Thursday, September 27, 2012


Chilled raw goats milk, 1 gallon
Having goats, I am no stranger to owning vast amounts of milk, and I routinely make cheese of one kind or another. Sometimes I get success, sometimes failure. For example, my chevre has been all over the place. Sometimes it's gentle tasting and creamy, but sometimes grainy, tart or watery. Partly, this has to do with where my goat is in her lactation cycle and the goat's diet. But it also comes from my being complacent.

I start making some of the simple cheese from memory instead of from recipe, and it shows in their quality.

At least, I hope. I am going to try following Mary Karlin's chevre recipe as closely as I can and see if I can get a batch of smooth, creamy, firm, mild tasking chevre.

I am using milk from my goat, Meggie. Because I am making the cheese for home consumption, I will use the milk raw, as we normally drink it.

The recipe is already contains a step I don't normally do. I usually warm the milk up straight out of the fridge, but per instructions, I let it rest for one hour first. Then I warm it to 86 degrees (30 C.), sprinkle 1/2 t of starter culture over it, and let it sit for 5 minutes.
Stirring in 1/2 teaspoon meso starter

Again, I usually do the impatient thing and mix in the starter without waiting. Today I wait, then mix.

Then I wait again.

Normally, at this point, I add a drop of rennet mixed in a quarter cup of water. Today, I just leave the milk to ripen. The starter culture will grow, turning the milk's lactose into lactic acid, reducing the pH and causing the cheese solids to form a curd.

The milk with its starter culture incubates overnight. It should form a solid curd floating in clear whey. Instead, 12 hours after I mixed it, it's still semi-gelled. It looks like buttermilk. It is buttermilk. I leave it.

Somewhat thickened, somewhat grainy curds after 12 hours

Curds after 24 hours - still not solid

It has now been 24 hours. The milk/curd is still looser than I am used to. It is similar to home made yogurt. When I touch it with a spoon, there is whey that runs around the spoon, but the curds are still liquid enough to fill in instead of breaking. The surface is pock-marked when whey speckles it as I remove the spoon. I am very nervous about draining these curds. They look like grainy liquid, but I faithfully ladle them into my reusable nylon cheese fabric.

Draining the grainy, still-fluid curds

To my wonder, the curds don't drain through the holes in the cloth. Instead, whey seeps through, leaving the curd behind. After half an hour, I dutifully toss the soggy mess with 1 tsp salt.

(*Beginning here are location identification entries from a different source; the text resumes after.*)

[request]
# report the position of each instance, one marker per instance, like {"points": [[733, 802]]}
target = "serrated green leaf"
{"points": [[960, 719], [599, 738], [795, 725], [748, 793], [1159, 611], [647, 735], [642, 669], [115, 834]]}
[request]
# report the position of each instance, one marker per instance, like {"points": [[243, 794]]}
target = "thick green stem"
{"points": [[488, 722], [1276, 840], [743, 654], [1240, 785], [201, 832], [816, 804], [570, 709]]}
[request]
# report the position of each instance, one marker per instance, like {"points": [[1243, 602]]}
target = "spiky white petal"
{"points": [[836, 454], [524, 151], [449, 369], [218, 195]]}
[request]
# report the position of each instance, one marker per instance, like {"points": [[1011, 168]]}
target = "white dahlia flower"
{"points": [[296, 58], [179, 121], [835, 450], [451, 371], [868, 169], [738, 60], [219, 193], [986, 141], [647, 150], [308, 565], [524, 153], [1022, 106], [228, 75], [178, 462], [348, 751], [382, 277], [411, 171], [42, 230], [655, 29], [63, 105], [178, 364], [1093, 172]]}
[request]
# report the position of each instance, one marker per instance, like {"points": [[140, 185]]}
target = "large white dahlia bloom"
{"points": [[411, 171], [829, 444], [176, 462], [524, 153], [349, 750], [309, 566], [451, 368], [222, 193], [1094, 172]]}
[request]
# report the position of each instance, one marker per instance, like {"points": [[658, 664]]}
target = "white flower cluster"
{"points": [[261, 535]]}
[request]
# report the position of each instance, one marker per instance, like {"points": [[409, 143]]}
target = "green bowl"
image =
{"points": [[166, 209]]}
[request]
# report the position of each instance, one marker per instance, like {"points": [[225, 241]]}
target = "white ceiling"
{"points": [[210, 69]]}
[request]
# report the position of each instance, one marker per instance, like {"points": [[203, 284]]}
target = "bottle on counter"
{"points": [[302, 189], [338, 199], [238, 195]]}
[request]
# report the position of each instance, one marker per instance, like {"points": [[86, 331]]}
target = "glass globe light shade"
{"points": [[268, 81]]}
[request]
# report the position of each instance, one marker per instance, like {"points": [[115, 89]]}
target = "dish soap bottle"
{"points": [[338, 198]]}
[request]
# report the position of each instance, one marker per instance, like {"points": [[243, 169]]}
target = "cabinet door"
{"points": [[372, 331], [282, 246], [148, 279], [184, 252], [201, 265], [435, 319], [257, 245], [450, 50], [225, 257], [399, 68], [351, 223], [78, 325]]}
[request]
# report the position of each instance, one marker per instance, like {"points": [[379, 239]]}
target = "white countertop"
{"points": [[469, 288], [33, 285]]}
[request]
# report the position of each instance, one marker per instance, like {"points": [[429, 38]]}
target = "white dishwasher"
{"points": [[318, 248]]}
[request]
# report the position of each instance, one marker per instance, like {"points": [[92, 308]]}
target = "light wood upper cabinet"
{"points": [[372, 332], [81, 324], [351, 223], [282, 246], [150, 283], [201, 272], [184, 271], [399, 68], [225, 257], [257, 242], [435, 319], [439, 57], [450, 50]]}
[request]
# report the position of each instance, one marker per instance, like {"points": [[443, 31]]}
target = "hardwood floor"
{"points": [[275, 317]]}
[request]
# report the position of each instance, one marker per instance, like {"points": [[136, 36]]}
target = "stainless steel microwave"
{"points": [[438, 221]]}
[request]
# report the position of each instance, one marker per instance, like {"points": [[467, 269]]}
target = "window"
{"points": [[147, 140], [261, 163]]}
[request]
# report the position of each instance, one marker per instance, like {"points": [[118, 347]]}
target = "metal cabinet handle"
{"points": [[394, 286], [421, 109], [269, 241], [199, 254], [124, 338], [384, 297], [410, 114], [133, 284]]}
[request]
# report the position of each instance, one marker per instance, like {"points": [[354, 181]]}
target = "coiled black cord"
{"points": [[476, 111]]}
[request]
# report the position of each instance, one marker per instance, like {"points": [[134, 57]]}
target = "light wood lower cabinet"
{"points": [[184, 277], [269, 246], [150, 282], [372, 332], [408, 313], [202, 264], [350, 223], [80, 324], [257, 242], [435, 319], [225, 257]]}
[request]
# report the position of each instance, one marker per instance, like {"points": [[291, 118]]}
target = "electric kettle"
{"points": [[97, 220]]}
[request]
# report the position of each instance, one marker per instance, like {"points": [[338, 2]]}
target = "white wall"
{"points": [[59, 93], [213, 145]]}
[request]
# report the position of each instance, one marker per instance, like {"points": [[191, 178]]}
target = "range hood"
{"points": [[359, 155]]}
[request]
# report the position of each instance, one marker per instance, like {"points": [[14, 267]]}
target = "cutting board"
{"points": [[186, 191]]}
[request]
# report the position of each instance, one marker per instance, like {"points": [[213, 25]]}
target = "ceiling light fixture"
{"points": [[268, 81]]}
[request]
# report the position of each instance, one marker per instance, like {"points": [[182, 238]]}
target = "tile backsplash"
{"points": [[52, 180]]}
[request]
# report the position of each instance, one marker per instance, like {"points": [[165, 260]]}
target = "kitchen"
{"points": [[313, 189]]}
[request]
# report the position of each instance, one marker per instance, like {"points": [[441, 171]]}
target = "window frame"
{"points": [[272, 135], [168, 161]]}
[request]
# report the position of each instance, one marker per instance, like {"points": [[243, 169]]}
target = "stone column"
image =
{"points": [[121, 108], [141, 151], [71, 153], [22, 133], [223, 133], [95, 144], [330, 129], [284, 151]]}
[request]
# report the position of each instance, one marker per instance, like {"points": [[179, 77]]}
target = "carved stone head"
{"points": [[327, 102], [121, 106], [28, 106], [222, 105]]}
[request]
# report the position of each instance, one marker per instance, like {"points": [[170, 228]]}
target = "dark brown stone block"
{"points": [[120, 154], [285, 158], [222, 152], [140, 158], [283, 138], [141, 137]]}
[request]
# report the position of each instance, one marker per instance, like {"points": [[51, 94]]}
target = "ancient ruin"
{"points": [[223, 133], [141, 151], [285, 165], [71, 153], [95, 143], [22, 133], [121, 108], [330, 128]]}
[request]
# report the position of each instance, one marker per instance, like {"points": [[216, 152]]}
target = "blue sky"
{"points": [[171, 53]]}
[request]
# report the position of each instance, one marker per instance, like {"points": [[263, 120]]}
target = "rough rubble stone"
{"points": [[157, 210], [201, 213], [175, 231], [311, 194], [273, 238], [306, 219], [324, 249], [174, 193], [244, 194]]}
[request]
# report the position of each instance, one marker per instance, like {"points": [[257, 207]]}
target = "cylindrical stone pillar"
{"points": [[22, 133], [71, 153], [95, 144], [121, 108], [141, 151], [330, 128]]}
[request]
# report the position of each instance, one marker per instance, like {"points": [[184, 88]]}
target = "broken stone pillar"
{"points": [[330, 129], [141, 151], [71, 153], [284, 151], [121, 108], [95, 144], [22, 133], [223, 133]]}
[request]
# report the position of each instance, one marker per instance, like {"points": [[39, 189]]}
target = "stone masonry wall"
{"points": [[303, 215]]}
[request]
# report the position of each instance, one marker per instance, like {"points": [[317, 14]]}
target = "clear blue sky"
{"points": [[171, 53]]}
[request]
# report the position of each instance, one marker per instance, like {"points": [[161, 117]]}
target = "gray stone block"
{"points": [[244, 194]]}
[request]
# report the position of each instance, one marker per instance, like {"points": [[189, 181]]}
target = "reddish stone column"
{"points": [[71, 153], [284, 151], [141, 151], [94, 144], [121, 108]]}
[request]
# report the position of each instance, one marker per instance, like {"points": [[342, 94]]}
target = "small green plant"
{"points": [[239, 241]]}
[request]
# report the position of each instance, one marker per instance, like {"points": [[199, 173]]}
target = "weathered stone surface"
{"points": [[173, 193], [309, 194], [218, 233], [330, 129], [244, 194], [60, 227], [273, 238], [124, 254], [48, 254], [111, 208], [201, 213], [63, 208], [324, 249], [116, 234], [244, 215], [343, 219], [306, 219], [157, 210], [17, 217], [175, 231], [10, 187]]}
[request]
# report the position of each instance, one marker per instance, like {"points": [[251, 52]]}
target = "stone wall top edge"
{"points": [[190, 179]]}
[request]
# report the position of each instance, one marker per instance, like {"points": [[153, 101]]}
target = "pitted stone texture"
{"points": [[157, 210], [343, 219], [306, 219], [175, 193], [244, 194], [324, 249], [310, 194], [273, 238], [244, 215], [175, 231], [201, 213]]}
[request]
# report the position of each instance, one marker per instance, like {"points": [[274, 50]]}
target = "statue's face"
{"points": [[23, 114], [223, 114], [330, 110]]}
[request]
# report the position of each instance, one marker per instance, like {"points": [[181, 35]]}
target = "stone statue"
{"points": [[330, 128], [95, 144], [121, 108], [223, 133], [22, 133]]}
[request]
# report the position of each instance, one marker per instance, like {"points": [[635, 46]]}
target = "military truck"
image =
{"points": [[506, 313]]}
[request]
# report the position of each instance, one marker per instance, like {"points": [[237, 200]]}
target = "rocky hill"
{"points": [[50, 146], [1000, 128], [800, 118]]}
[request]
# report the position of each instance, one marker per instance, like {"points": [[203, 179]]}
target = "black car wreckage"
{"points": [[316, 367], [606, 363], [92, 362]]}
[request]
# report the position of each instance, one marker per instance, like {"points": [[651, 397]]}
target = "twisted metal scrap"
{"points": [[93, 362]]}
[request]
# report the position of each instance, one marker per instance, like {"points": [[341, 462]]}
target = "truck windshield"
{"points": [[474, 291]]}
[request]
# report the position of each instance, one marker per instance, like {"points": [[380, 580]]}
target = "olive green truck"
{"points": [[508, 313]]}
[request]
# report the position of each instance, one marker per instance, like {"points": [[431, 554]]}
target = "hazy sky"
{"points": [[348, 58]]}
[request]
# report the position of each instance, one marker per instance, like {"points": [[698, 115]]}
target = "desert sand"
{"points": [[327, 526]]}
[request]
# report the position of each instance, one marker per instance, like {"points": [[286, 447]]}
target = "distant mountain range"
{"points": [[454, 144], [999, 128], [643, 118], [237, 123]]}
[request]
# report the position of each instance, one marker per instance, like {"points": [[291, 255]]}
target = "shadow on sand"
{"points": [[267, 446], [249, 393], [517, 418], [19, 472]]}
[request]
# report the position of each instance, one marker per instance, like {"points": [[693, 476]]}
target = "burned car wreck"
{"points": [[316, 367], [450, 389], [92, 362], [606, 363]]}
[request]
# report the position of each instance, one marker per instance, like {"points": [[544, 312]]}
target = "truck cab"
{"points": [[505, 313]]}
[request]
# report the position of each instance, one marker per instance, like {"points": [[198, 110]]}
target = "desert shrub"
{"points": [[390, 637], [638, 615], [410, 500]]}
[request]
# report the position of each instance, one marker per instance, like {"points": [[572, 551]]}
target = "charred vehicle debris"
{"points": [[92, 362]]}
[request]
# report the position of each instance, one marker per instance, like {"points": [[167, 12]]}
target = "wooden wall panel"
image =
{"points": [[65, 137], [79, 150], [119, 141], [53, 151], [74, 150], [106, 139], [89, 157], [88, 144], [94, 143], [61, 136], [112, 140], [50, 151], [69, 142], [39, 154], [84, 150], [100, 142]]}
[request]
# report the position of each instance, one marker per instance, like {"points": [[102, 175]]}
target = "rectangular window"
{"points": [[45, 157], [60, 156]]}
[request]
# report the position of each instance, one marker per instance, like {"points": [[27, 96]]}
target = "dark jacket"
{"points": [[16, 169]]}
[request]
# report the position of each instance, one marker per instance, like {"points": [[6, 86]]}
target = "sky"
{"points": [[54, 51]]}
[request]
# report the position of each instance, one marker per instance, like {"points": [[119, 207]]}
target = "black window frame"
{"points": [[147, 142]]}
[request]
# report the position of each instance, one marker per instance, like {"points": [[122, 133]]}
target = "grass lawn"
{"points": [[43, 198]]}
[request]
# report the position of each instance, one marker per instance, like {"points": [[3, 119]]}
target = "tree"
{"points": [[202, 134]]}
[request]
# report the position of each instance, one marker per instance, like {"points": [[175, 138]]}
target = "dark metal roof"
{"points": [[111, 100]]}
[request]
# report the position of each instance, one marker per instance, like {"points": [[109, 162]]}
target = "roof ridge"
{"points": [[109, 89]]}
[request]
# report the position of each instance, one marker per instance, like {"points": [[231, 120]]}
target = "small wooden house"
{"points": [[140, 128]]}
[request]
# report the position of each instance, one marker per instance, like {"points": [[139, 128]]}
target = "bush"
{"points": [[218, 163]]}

The draining takes much longer than I am used to and longer than the instructions led me to believe. 24 hours, and then 36, elapse before the cheese has reached chevre consistency.

But OH, MY, is it good. This chevre is so much smoother than the cheese I make using a drop of rennet. It is better than any I have made and far superior to anything you can buy.

To answer the cheesepalooza questions, this cheese is:

Appearance: very white, dense, smooth, matte, shiny when warmed, like  cream cheese
Nose (aroma): faint, milky, slightly sour
Overall Taste:  mild, no goaty flavor, slightly tart, very rich
Sweet to Salty: sweet, in spite of the added salt
Mild (mellow) to Robust : mellow
Mouth Feel: creamy, slightly buttery. It left a slight buttery coating to my mouth. Contrary to my expectations when I saw the grainy coagulate, there was no graininess left when it drained. NONE. Smooth as silk. The texture was truly perfect.

Some of it is getting spread on home made bagels. My son's school serves bagels  and cream cheese for school breakfast - he told me mine are better!

Some is crusted with breadcrumbs and baked, then served atop a salad of homegrown greens.

The rest will be crumbled on pasta. Yum.